From the ADNI dataset (n = 480), we used two years of baseline data including demographics, cognitive assessment scores (CDR‐SB, MMSE), and FreeSurfer‐extracted MRI measurements to predict third and fourth‐year Hippocampus volume, parahippocampal volume and thickness. We employed a GRU‐based Bayesian Encoder‐Decoder architecture (GRU‐BEND) with a 70:10:20 train‐validation‐test split. We evaluated our model over five‐fold cross‐validation and used the Integrated Gradient method for feature importance analysis. Figure 1 shows the degradation of the region's volumes over the year for different diagnosis cohorts.
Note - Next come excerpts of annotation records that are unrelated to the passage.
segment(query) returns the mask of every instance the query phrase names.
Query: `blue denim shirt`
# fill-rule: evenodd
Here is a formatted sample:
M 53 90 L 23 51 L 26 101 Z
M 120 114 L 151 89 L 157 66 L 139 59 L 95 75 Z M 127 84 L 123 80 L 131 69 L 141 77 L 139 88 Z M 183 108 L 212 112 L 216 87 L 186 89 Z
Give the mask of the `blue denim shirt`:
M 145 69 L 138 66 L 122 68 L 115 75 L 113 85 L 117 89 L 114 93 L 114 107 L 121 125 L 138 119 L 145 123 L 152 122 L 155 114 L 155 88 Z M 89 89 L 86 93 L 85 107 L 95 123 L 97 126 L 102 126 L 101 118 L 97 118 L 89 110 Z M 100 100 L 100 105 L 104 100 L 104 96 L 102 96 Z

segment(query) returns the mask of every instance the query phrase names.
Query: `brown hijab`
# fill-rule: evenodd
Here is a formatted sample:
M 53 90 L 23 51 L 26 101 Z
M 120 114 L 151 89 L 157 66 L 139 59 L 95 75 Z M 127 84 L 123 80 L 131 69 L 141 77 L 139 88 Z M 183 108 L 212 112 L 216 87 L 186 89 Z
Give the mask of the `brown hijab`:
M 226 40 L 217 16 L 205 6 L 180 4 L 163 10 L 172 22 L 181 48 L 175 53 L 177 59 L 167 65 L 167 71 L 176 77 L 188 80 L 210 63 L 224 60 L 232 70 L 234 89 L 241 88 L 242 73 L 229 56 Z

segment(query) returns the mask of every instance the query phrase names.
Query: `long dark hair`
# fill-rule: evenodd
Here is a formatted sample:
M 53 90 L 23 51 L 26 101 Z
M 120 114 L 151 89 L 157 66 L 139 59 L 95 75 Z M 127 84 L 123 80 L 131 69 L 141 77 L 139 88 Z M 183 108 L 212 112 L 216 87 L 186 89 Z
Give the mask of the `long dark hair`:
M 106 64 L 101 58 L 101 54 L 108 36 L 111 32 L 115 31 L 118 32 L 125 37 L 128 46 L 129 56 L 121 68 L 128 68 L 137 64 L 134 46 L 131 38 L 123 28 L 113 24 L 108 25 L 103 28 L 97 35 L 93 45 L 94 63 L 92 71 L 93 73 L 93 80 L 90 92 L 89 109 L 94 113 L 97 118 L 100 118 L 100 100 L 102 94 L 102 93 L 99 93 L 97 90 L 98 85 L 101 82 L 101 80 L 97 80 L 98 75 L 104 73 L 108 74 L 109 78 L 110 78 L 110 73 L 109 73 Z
The model demonstrated strong predictive performance for all the target variables. We employed the metrics Mean Absolute Error (MAE) and Mean Absolute Percentage Error (MAPE) to evaluate our model. As expected, the predictions for the third year were more accurate than the fourth year. MAPE for the third year ranged between 4.3% to 4.9%, while 5.1% to 6.6% for the fourth year. MAE ranged between 0.03 to 0.06. The Left and right hippocampus volume prediction was most accurate over both years (Y3: MAE: 0.039±0.002, MAPE: 4.4±0.1%; Y4: MAE: 0.045±0.003, MAPE: 5.1%). The important features contributing to the predictions for hippocampus (left) and parahippocampal volume (left) are shown below in Figure 2 and 3. The role of CDR‐SB and MMSE in the prediction was minimal. Surprisingly, amygdala and ventricle volume were among the least contributing factors for hippocampus predictions.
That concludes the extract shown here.